URP still uses the kitchen as a conference room, having staff meetings while sitting around the same table that the executives and artists used.

== Upstairs ==
Next to the Motown Suite on the second floor of the building is a large space that is used to host record release parties and other events for labels and artists. Among the many, it is believed that this room hosted parties for the Supremes, Smokey Robinson, the Cowsills, Wayne Newton, and a signing party for a 16-year-old Hank Williams Jr. It also functions as a small museum to the company and the history of recorded music. Among other uses, this room houses the Upstairs at United series.

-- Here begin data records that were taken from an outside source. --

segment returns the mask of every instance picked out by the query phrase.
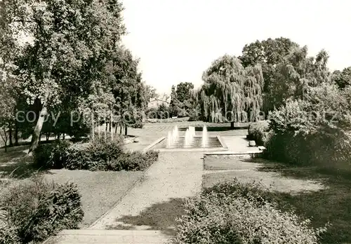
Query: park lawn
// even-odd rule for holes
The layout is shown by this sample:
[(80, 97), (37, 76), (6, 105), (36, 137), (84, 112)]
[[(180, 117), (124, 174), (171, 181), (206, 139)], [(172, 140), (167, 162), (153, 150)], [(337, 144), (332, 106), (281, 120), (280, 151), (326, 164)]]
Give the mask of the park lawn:
[(51, 170), (39, 171), (32, 166), (32, 158), (27, 156), (29, 146), (8, 148), (0, 151), (0, 178), (11, 177), (14, 180), (25, 179), (37, 173), (46, 180), (65, 184), (77, 184), (81, 195), (84, 218), (81, 228), (88, 227), (113, 208), (144, 175), (142, 171), (89, 171)]
[[(261, 159), (256, 161), (259, 163), (267, 162)], [(213, 172), (212, 174), (204, 175), (204, 187), (209, 187), (224, 179), (230, 179), (230, 175), (234, 175), (228, 172), (218, 174), (215, 173), (216, 170)], [(279, 208), (284, 210), (293, 209), (298, 215), (311, 219), (312, 225), (315, 228), (330, 223), (331, 226), (327, 227), (328, 231), (322, 236), (322, 243), (351, 243), (351, 173), (316, 167), (298, 168), (269, 161), (263, 168), (258, 168), (256, 172), (258, 175), (279, 172), (282, 176), (289, 177), (291, 182), (289, 188), (298, 187), (293, 186), (296, 182), (294, 179), (296, 179), (322, 182), (324, 188), (318, 191), (301, 191), (293, 194), (267, 191), (264, 197), (274, 199)]]
[(44, 177), (56, 183), (77, 184), (84, 212), (80, 227), (86, 228), (112, 208), (143, 175), (142, 171), (51, 170)]

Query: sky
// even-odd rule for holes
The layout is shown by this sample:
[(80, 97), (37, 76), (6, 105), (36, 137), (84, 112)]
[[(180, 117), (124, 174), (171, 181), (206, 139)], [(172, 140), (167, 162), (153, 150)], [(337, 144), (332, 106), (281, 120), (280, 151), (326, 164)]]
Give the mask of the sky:
[(280, 36), (324, 48), (331, 70), (351, 66), (349, 0), (123, 0), (124, 44), (140, 59), (143, 79), (160, 93), (202, 83), (216, 58), (246, 43)]

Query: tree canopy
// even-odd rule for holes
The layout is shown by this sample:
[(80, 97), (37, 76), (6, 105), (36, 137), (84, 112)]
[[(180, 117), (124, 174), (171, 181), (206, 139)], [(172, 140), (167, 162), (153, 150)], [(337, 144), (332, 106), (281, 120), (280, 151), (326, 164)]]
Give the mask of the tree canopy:
[(260, 65), (244, 68), (238, 58), (225, 55), (212, 63), (202, 79), (197, 100), (204, 120), (257, 119), (264, 86)]

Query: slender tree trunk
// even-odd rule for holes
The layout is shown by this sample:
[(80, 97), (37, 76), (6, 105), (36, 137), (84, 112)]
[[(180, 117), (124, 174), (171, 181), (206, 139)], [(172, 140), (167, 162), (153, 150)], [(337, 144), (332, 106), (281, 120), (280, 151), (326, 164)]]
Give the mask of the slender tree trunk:
[(13, 143), (12, 142), (12, 123), (8, 125), (8, 146), (13, 147)]
[(18, 146), (18, 124), (15, 123), (15, 146)]
[(32, 142), (30, 143), (30, 148), (29, 154), (32, 152), (37, 147), (38, 147), (38, 144), (39, 143), (40, 140), (40, 133), (41, 131), (41, 128), (43, 128), (44, 121), (45, 120), (45, 116), (47, 114), (47, 108), (46, 108), (46, 100), (44, 101), (43, 104), (43, 108), (40, 111), (39, 118), (37, 121), (37, 126), (35, 126), (34, 131), (33, 132), (33, 135), (32, 135)]

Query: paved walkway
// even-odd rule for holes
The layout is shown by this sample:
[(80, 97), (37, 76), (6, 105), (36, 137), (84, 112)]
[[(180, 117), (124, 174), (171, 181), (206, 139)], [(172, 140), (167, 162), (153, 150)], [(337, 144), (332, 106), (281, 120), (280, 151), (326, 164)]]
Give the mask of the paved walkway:
[(114, 209), (90, 229), (161, 230), (171, 235), (182, 214), (183, 198), (200, 191), (203, 152), (161, 152), (146, 172)]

Upstairs at United is a series of all-analog recordings recorded on the second floor of United. All recordings were direct to analog tape under the leadership Chris Mara of Welcome to 1979 Studios, then cut to 12-inch EPs at 45 rpm. The purpose of the Upstairs at United series is to put out music recorded in an all-analog style, and to celebrate the outstanding musical and cultural history that has taken place inside this building.

All recordings are engineered by Mara and his analog studio in Nashville, Tennessee. All recordings were done live directly to one-quarter-inch analog tape using a sixteen-channel vintage recording console and vintage microphones and outboard gear, with no overdubs, edits or audio sweetening.

The series has included artists such as Brendan Benson, North Mississippi Allstars, Keane, and Smoke Fairies.

== Innovations ==
Together with various clients including Third Man Records, United has pioneered new innovations to the vinyl world such as:

- Various unique vinyl sizes including 5", 8", 13"
- Liquid center vinyl - A record that contains a small amount of colored water in its center section.
- Triple-decker record - A 12-inch vinyl that contains a 7" inside its center section. The 12" must be broken to reach the 7".
- Tri-color vinyl - A record that has three separate colors in the same disk.
- Under the Label Grooves - A record where a playable song has been pressed underneath the paper of the center label.
- The Automated Dual-Color Record Press - Due to high demand for split color vinyl, United fabricated an existing press to take from two different color sources to create a press that could automate the split color process.

== Expansion ==
Because of high demand, the company moved to larger facilities in 2017 at 453 Allied Drive in Nashville.

== Criticism ==
United has faced criticism primarily for inconsistent quality control, leading to warped, scuffed, or noisy records, often attributed to high demand overwhelming older machinery and rushed production. Employee reviews also cite poor management, bad working conditions (smells, hygiene, micromanagement), high turnover, and inadequate training, contrasting with a few positive notes on giving second chances. While United is a major player in a booming vinyl market, its reputation among collectors suffers from these quality and workplace issues.